# Wreck information sought



## BarryJ (May 28, 2007)

I'd be grateful if anyone could give me details of the following trawler losses:

SKART Foundered off Lundy, 26 Aug 1902
TRIUMPH Wrecked at Padstow, 23 Dec 1918
DORIS Sank after explosion and fire (position unknown), 7 Jan 1983

I assume that SKART and TRIUMPH should be in "Shipwreck Index of the British Isles", Vol.1 (which I don't have access to), while DORIS doesn't appear to be in the Index to Volumes 1-5 of the "Shipwreck Index", and neither is she in Vol.6 (Ireland).

Barry


----------



## Ghostrider (Dec 4, 2010)

If you're still looking, you'll find info re: Skart (M155) on this site. An iron steam trawler with a somewhat colourful history. Sprang a leak and sank Aug 26th 1902, 25 miles WNW of Lundy.

http://www.milfordtrawlers.org.uk/

You can't link direct to the page for the individual vessel with that site, you'll have click on 'Peacetime and Civilian Wartime Losses' approx half way down the page, then the link to her page is the twelfth wreck listed down from the top.

She's also listed on http://www.wrecksite.eu/wrecksite.aspx, but their info is taken from the Milford Trawlers site.

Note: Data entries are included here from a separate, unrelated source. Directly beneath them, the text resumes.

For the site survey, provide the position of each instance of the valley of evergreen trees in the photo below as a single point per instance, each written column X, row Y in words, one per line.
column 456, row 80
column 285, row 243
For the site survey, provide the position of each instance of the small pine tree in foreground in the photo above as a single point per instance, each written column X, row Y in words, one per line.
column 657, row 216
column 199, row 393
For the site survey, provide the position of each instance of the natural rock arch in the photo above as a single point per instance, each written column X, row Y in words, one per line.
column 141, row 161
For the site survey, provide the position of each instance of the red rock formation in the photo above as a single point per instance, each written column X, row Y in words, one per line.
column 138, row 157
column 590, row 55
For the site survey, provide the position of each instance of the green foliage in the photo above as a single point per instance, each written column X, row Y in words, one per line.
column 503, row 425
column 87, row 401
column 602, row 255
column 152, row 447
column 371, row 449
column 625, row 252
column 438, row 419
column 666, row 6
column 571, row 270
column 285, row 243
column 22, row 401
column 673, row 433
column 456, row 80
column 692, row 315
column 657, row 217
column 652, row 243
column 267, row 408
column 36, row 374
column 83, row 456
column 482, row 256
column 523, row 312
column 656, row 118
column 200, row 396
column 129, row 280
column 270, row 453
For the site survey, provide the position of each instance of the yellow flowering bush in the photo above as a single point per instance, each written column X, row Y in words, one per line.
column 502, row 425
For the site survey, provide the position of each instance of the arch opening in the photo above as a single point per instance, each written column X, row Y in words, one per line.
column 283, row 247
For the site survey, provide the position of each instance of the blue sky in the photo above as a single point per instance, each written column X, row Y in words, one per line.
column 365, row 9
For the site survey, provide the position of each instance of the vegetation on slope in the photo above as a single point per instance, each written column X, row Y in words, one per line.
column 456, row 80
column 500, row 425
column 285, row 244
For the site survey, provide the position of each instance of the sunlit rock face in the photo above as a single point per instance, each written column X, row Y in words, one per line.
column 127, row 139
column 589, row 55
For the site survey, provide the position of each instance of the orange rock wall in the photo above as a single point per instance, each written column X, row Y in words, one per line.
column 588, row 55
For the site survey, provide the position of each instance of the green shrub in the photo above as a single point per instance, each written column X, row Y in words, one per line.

No joy with anything for the Triumph or Doris though, sorry.


----------



## BarryJ (May 28, 2007)

Thanks, Ghostrider - but the website you quoted is the one I set up and run, and I was hoping for more information about the SKART's loss, especially any details relating to her crew.

But thanks again for taking the trouble to follow up my original request.

Regards,
BarryJ


----------